Opinión

Santidad, por aquí a la orden

Todo el mundo está que ofrece algo para abaratar los costos la estadía de Francisco en Locombia.

13 de marzo 2017 , 10:00 p.m.

Papa Francisco, salud.

Todo el mundo está que ofrece algo para abaratar los costos de su estadía en Locombia. Yo también estoy dispuesto a aportar. No le digo que le ofrezco posada en mi apartamento de Medellín porque la pensión no alcanzaría. Hablaríamos en caso de necesidad. Donde comen dos, comen tres.

Para alborotarle la tripa tanguera, le tengo el bar Málaga, el Homero Manzi (¿lo recuerda, el de Malena?) o el Patio del Tango, donde los hermanos Carolina y Luis Ovidio Ramírez están listos para interpretar 'Caminito' o 'Nada', que no sé por qué asociación de ideas me recuerda el 'Ne me quitte pas', del belga Brel.

De pronto saca tiempito para ir a la Casa Gardeliana, en Manrique, el Vaticano del tango. En Manrique, todos los días son 11 de diciembre y 24 de junio, días del nacimiento y la muerte de Gardel. Si le queda tiempo, podríamos darnos una rodadita por el bar Alaska, donde se oye tango ventiado. (Santidad, están a punto de convertir ese bar en panadería, dentro de la ‘panificación de las esquinas’ que está en marcha en Medellín. ¡Ayuda!).

Le recuerdo una anécdota de Borges, su paisano. Se la oí a Beatriz Cuberos de Valencia, primera dama de Medellín, en la alcaldía del poeta del pesimismo Jorge Valencia Jaramillo. Cuando Borges se aproximaba al aeropuerto Olaya Herrera, donde murió Gardel, el memorioso comentó: “Si muero en otro accidente aéreo, seré famoso como Gardel”.
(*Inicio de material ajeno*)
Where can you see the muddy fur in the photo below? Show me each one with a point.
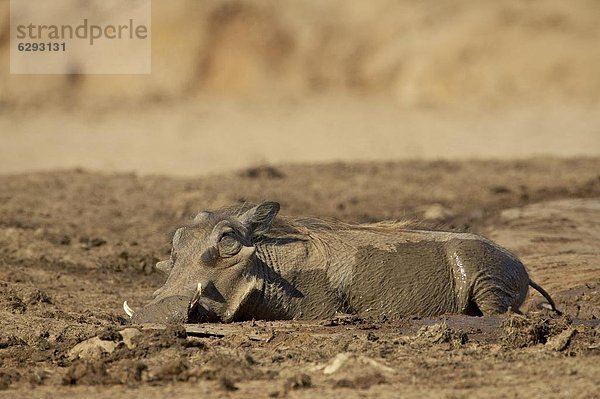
(307, 268)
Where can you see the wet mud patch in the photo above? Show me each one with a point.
(75, 245)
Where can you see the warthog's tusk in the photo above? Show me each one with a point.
(127, 309)
(196, 296)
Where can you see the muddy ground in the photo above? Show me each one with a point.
(74, 245)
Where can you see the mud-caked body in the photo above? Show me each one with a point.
(249, 264)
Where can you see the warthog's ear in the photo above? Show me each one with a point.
(258, 220)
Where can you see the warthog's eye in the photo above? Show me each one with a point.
(229, 245)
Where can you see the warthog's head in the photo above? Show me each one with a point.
(211, 269)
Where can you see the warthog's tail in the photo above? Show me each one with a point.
(542, 291)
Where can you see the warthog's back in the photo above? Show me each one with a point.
(384, 269)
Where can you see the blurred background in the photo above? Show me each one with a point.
(242, 83)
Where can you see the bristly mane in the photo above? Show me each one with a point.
(301, 227)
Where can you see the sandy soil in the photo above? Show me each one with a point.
(74, 245)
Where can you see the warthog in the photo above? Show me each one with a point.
(244, 264)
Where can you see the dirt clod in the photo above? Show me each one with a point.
(520, 331)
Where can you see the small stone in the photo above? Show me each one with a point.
(561, 341)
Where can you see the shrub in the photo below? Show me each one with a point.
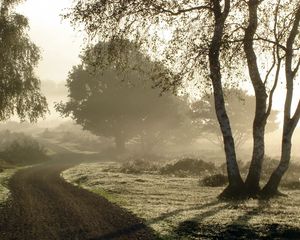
(138, 166)
(216, 180)
(293, 185)
(189, 166)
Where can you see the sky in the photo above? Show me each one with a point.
(60, 44)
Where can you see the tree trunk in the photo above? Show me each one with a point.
(120, 143)
(271, 188)
(259, 123)
(235, 187)
(290, 123)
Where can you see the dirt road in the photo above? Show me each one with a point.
(45, 207)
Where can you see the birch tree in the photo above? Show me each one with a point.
(19, 87)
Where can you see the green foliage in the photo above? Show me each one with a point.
(188, 167)
(20, 89)
(118, 103)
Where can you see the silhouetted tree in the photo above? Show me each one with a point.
(113, 97)
(196, 30)
(240, 107)
(286, 15)
(210, 38)
(19, 88)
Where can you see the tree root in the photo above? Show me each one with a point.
(233, 192)
(268, 194)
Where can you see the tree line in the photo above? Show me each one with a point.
(211, 40)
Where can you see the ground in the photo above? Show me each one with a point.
(5, 175)
(42, 206)
(179, 208)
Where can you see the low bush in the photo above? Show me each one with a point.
(189, 166)
(216, 180)
(292, 185)
(138, 166)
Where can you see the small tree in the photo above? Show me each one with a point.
(20, 89)
(113, 97)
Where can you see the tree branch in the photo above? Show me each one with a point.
(180, 11)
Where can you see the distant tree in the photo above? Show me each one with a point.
(19, 88)
(119, 103)
(240, 107)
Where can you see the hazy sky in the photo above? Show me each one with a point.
(60, 44)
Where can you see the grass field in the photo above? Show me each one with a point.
(4, 177)
(179, 208)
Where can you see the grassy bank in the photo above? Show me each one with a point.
(179, 208)
(5, 175)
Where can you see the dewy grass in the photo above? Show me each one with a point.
(4, 177)
(167, 202)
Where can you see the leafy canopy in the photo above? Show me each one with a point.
(19, 88)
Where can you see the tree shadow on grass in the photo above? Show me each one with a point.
(128, 230)
(241, 229)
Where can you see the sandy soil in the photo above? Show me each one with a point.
(43, 206)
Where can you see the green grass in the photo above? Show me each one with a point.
(4, 177)
(171, 205)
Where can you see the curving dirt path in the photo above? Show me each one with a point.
(45, 207)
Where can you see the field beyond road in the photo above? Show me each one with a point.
(45, 207)
(180, 208)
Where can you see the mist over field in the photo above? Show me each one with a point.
(152, 120)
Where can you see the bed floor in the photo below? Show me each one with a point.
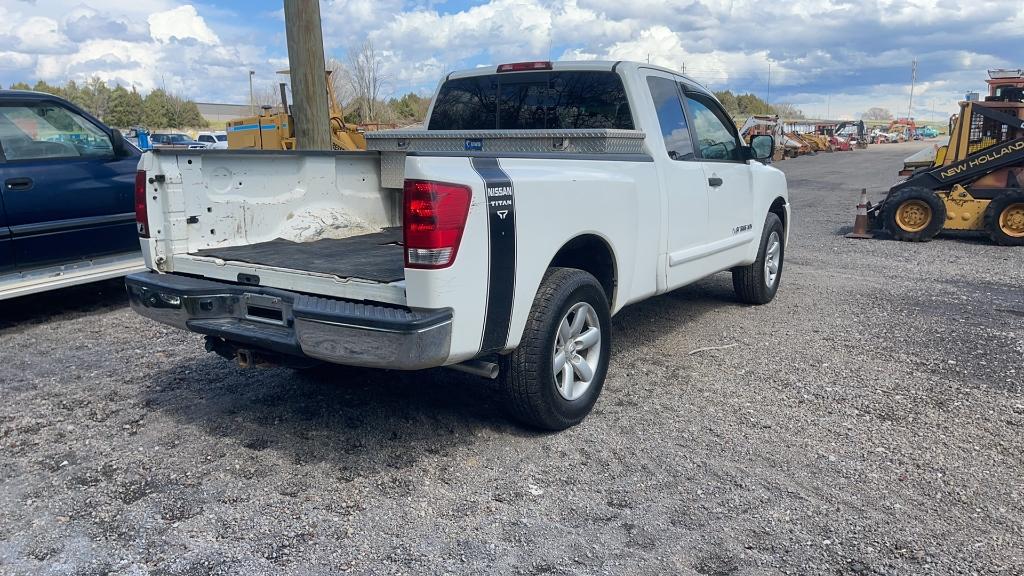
(375, 256)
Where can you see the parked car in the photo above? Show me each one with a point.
(215, 140)
(174, 140)
(67, 214)
(542, 199)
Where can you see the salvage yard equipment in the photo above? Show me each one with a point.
(271, 130)
(975, 184)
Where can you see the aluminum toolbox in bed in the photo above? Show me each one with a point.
(394, 145)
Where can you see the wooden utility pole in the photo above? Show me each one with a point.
(913, 80)
(305, 59)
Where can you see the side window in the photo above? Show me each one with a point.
(715, 139)
(40, 130)
(670, 116)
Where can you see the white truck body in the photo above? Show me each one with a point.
(665, 221)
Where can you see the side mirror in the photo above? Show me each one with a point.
(762, 147)
(118, 142)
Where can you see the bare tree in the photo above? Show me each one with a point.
(368, 79)
(341, 82)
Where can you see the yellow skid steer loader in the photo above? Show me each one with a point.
(975, 184)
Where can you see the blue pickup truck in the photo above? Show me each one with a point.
(67, 202)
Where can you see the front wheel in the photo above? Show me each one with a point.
(758, 283)
(913, 214)
(553, 379)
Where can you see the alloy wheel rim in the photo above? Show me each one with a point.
(1012, 220)
(577, 352)
(913, 215)
(773, 258)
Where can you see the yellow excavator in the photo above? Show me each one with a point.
(270, 130)
(975, 182)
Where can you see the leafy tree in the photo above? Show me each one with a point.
(157, 110)
(95, 96)
(72, 92)
(42, 86)
(161, 110)
(787, 111)
(877, 114)
(126, 108)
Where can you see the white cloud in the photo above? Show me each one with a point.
(858, 51)
(180, 24)
(35, 35)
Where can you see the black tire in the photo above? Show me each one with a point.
(916, 195)
(752, 282)
(996, 207)
(527, 375)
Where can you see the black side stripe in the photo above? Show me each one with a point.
(501, 274)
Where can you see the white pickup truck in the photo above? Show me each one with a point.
(541, 199)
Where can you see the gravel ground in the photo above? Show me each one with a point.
(868, 421)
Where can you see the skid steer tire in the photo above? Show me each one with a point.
(535, 394)
(1005, 219)
(913, 214)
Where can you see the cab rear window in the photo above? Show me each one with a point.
(532, 100)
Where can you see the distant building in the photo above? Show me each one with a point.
(219, 113)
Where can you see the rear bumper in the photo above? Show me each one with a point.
(333, 330)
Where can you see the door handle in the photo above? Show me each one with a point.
(17, 183)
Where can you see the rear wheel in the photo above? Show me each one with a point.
(1005, 219)
(553, 379)
(913, 214)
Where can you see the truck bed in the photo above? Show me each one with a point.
(375, 256)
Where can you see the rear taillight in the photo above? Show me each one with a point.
(141, 214)
(524, 66)
(434, 217)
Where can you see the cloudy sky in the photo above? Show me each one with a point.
(835, 56)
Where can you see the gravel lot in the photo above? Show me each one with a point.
(868, 421)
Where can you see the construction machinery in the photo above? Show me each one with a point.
(974, 182)
(854, 132)
(764, 125)
(275, 130)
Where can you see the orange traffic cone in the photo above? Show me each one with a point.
(860, 224)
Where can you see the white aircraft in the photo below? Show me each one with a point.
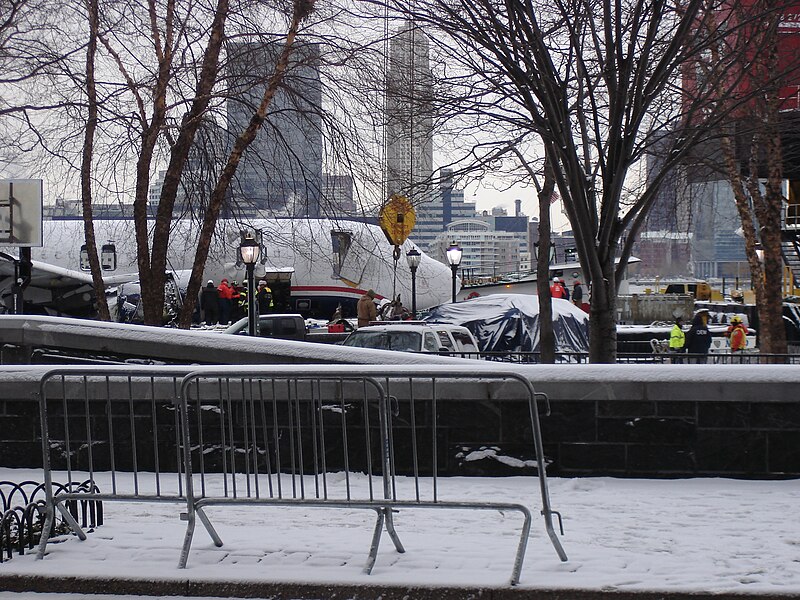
(325, 262)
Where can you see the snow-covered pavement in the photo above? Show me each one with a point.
(713, 535)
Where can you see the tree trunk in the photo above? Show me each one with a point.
(86, 165)
(603, 317)
(179, 154)
(301, 10)
(547, 339)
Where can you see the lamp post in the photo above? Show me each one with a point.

¿Desea montar en una nostalgia? Dígame no más, para prepararle tour en el tranvía de Ayacucho. Por ahí derecho volamos en Metrocable a La Sierra, y matamos dos pájaros de una vez. Podríamos disfrutar de un día de playa en el teatro Pablo Tobón Uribe. Tiene fantasma propio. Ya hablé con su director, Sergio Restrepo. Está listo.

Con los padres benedictinos cuadraría una visitica a La Catedral, de Envigado. Podría exorcizarla. Fue prisión de oro del narco Pablo Escobar; ahora es pacífico asilo y oratorio.

Si desea, disfrazado de hincha de San Lorenzo, podríamos ir a orar al cerro El Gordo, al oriente de Medellín, donde se estrelló el avión con el equipo Chapecoense. No es por chicanear, che Francisco, pero la tragedia generó el mayor sentimiento de solidaridad jamás visto.

Hable no más. Con confianza, para empezar a mover hilos.